Swedish oat milk manufacturer Oatly, for instance, has chosen Singapore for its first factory in the Asia-Pacific region.
4. Reconfiguring supply chains
South-east Asia’s manufacturing hub can become a viable alternative to China – and supply chains can be reconfigured sustainably. As supply chains shift to this region, more robotics and automation will be employed to improve productivity and energy efficiency.
Furthermore, the implementation of the Regional Comprehensive Economic Partnership trade agreement will allow standardisation of cross-border regulations, which will promote trade efficiencies, streamline logistics and eventually reduce carbon emissions.
South-east Asia’s green revolution should not be ignored by investors.
All companies across all sectors will be affected by climate change and pressured by their shareholders to become net-zero and have an action plan in place.
There is a need for investors to be aware of these trends and avoid companies that fail to adapt to these changes.

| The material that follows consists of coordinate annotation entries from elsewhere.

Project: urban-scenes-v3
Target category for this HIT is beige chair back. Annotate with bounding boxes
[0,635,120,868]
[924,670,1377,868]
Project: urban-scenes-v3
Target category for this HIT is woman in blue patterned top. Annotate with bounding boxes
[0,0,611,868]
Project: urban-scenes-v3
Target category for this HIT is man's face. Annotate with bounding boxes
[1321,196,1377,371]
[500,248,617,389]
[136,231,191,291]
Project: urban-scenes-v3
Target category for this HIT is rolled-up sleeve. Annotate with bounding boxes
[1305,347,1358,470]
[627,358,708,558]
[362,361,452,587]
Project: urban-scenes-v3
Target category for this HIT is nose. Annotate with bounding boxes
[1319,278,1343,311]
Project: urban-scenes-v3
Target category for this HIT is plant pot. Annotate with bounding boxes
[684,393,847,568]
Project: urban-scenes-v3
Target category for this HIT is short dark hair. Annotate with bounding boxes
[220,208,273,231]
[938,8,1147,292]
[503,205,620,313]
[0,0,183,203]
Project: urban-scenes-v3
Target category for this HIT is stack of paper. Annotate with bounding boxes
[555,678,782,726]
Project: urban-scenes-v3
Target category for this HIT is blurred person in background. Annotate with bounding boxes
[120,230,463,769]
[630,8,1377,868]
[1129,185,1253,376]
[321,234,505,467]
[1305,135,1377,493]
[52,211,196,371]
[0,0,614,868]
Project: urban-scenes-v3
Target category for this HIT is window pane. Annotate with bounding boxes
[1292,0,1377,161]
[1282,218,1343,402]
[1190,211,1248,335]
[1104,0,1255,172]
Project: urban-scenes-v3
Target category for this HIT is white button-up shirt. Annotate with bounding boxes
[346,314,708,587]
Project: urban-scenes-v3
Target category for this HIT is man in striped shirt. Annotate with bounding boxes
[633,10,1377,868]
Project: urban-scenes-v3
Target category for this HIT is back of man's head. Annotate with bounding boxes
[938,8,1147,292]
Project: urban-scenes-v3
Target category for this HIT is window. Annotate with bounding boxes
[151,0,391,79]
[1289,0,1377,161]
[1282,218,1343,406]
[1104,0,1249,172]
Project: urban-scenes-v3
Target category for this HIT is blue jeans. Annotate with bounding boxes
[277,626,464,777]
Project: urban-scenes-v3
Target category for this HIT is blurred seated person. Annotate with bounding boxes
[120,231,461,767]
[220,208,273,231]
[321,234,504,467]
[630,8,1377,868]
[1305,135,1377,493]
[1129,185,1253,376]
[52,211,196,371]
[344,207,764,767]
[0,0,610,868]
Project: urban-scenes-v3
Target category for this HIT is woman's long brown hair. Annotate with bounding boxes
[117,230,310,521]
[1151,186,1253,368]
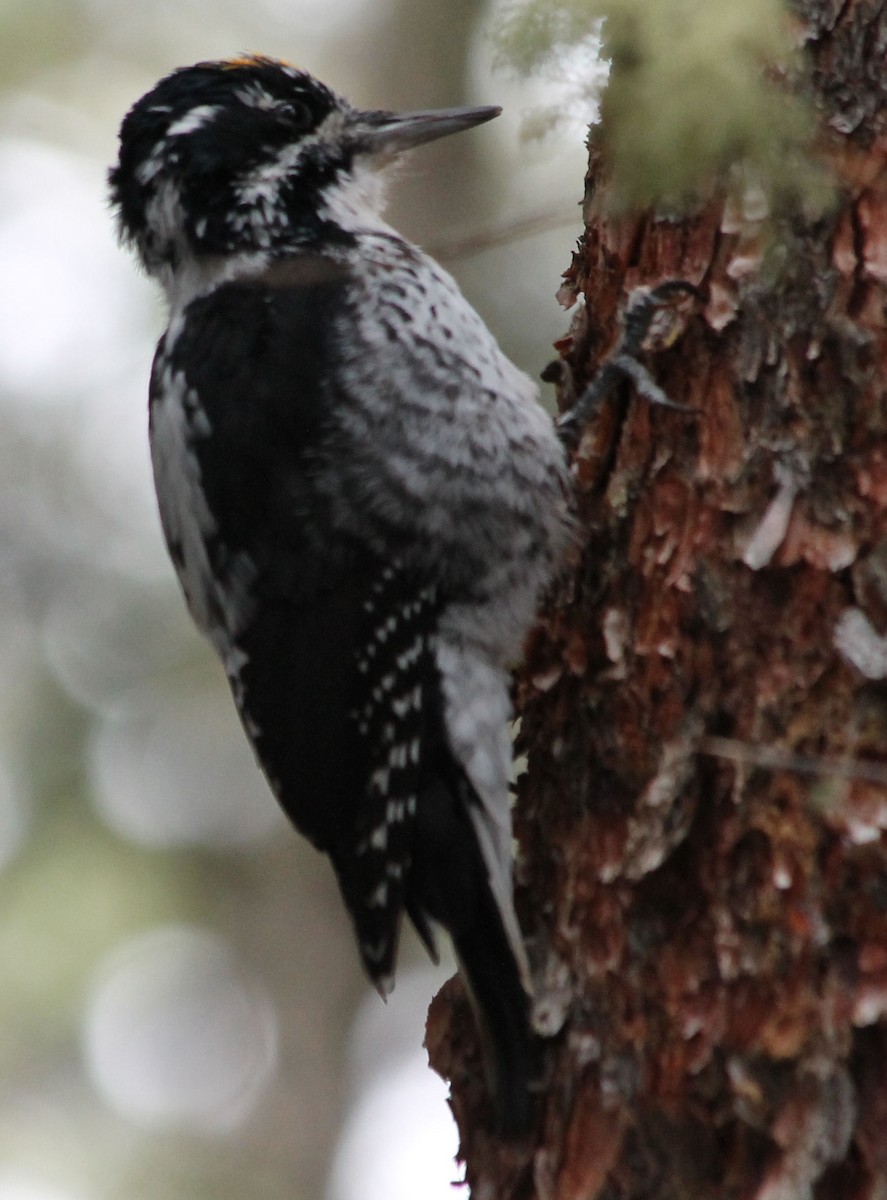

At the same time, investors can gain exposure to South-east Asia’s green opportunities either through global companies – with strong environmental, social and corporate governance scores – or pure-play companies that are pushing the boundaries of green innovation.
Knowing what lies ahead will position your portfolio to capture a once-in-a-lifetime value creation opportunity.
• The writer is the chief investment officer for South-east Asia at HSBC’s global private banking and wealth management.